In the first year of review, patients had a mean of 2.9 exacerbations (standard deviation 2.4), while in the second year, the mean number of exacerbations was 2.1 (standard deviation 1.9),p = 0.02.

Patients with a history of 3 exacerbations in year 1 had a higher frequency of exacerbations in year 2 (2.5 vs 1.8,p = 0.03). The sensitivity of year 1 exacerbations to predict 3 or more exacerbations in year 2 was 52% (95% confidence interval 31.9–71.3%) with a specificity of 64% (50.4–75.3%)

Figure 1 shows the relationships between year 1 and year 2 exacerbation frequencies.

In a linear regression model, additional predictors of exacerbation in year 2 were FEV1% predicted and chronic bacterial colonisation, independent of previous exacerbation frequency.

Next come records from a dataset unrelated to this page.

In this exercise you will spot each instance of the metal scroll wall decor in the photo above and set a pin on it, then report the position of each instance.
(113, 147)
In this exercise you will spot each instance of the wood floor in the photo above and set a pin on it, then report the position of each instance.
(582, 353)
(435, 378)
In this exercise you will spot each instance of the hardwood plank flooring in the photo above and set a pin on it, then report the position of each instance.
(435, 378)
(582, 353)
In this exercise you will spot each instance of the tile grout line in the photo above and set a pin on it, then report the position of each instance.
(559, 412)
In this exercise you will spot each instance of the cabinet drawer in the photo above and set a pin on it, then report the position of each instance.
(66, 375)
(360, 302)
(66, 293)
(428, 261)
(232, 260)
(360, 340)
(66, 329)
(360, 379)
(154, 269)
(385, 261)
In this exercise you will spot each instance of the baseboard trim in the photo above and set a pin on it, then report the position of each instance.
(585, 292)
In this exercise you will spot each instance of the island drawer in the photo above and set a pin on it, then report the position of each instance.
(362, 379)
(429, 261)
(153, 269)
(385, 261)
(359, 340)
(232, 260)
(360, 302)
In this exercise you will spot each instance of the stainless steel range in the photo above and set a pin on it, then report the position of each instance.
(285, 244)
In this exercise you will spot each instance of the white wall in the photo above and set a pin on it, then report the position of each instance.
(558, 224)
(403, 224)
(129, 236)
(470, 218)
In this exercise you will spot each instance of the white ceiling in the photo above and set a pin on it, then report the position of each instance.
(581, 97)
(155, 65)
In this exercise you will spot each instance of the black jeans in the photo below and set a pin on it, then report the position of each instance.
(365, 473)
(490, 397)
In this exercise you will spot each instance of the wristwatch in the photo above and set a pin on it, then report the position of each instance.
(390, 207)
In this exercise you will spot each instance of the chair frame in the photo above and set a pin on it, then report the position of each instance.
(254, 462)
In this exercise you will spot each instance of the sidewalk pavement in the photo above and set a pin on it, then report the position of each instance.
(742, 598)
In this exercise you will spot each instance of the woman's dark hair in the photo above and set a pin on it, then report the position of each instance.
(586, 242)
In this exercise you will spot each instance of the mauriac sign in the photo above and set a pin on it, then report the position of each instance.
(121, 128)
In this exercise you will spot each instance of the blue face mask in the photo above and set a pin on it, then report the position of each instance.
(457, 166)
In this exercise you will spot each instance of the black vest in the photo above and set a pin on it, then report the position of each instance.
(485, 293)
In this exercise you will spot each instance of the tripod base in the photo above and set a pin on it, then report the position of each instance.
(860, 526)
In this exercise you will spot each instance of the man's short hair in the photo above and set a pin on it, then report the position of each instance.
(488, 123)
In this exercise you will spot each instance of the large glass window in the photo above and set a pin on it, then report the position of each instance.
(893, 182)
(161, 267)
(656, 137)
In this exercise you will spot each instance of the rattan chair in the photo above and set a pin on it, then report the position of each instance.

24 patients were hospitalised for severe exacerbations in year 2. Prior exacerbation frequency was only a modest predictor of future hospitalisation risk, AUC 0.72 (95% CI 0.61–0.83), p < 0.0001). (Figure 1)

Conclusion Prior history of exacerbations predicts future exacerbations and risk of severe exacerbations, but large variations in annual exacerbation frequency are observed. Other factors may need to be considered to more accurately identify patients at risk of future exacerbations and hospital admissions.